Sylvia_Bandersnatch: I like it, though I have a few thoughts.

- Angle of view makes you look like you're literally talking down to the viewer.
- Also a bit blurry for some reason.
- I'd think if you can make a video, you could work in some explanatory images or video. You could talk over these. If you know someone who can do some simple animations, that would probably be good, too. For example, why not show a graphic of how a prism works?
- Try adding (very) short bumpers at the beginning and end, with a bit of music and perhaps a fun graphic or simple animation. Anything over 10-15 seconds becomes indulgent and may irritate.


I could, if I had any sort of decent software or equipment. It's basically me and the shiatty webcam built into my shiatty Netbook. That's what the fundraiser is for.
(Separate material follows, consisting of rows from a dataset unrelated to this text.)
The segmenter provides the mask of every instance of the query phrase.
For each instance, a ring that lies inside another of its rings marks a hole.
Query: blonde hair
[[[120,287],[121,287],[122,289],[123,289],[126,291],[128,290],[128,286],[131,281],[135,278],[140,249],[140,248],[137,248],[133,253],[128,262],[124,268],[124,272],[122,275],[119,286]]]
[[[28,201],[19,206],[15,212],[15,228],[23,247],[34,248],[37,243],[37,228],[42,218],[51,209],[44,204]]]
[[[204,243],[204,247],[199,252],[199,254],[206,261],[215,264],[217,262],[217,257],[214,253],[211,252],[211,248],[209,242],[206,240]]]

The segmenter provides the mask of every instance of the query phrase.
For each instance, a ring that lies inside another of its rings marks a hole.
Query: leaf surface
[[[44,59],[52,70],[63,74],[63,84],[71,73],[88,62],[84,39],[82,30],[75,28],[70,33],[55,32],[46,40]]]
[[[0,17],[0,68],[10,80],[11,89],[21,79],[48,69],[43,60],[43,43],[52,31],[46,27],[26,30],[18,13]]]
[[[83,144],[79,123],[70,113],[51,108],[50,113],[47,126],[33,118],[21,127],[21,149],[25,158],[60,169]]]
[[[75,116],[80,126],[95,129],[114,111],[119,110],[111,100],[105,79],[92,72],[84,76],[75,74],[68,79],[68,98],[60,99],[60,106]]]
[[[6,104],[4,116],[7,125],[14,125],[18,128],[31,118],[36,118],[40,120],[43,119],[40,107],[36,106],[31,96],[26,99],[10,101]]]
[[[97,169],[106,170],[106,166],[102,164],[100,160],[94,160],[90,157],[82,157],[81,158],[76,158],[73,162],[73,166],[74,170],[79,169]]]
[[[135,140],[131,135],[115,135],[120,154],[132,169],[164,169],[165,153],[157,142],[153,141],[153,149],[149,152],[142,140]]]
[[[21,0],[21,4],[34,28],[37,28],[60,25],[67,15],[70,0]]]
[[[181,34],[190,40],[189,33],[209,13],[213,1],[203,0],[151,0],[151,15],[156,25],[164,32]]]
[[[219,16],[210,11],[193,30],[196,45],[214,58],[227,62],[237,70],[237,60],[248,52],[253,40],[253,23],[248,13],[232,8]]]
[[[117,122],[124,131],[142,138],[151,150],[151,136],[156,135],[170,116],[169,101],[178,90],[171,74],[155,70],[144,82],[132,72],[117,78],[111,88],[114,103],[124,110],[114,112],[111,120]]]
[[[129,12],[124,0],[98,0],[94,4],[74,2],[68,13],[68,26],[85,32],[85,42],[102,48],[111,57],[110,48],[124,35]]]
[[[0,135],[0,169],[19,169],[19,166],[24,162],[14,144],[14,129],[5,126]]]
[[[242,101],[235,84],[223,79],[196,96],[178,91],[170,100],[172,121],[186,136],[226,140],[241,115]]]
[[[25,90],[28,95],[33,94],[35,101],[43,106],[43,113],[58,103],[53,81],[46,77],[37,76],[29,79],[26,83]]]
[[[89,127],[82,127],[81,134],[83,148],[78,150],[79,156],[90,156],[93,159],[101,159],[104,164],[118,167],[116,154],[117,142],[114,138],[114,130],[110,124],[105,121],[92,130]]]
I do have an offer from someone with more technical skills that I to do an animated intro. If this thing takes off, I may cough up $5 and start a thread in TFD to poll the local experts for advice on technical stuff.

The blur is due to YouTube trying to "fix" it for me.

- From my videography training: Build a simple expository plan (max. five parts, for a video like this). The overarching narrative should be clearly linear. Break it down into parts, and do multiple takes for each part, then pick the one you like for each. (One of the advantages of V/O is that you can swap the sound whenever you want, so you're not wedded to any given take, as you are when your face and mouth are in the shot.)
- Try to modulate more. Any given sentence here sounds fine, but all together it starts to sound monotonous after a short while. If you vary your voice more, it's less fatiguing to viewers.
- Try to be fun. If viewers think you're enjoying it, they're more likely to, also.
- Just as writers learn by reading, I strongly suggest watching a lot of instructional and explantory video, to see what works and what doesn't. My theory has always been that there's a practically infinite numer of right ways to do most things, but only a finite (much smaller) wrong ways. If you can eliminate the wrong ways, then whatever else you do will be right.


Yeah, part of the monotone is the constraints imposed by the small depth of field, and the rest is me reading a script rather than delivering a talk (you may have seen my eyes following the text). A little more preparation on my part should clear up most of that.

Thanks for your advice. I've been getting tips from a variety of sources (mostly unsolicited, but overwhelmingly useful).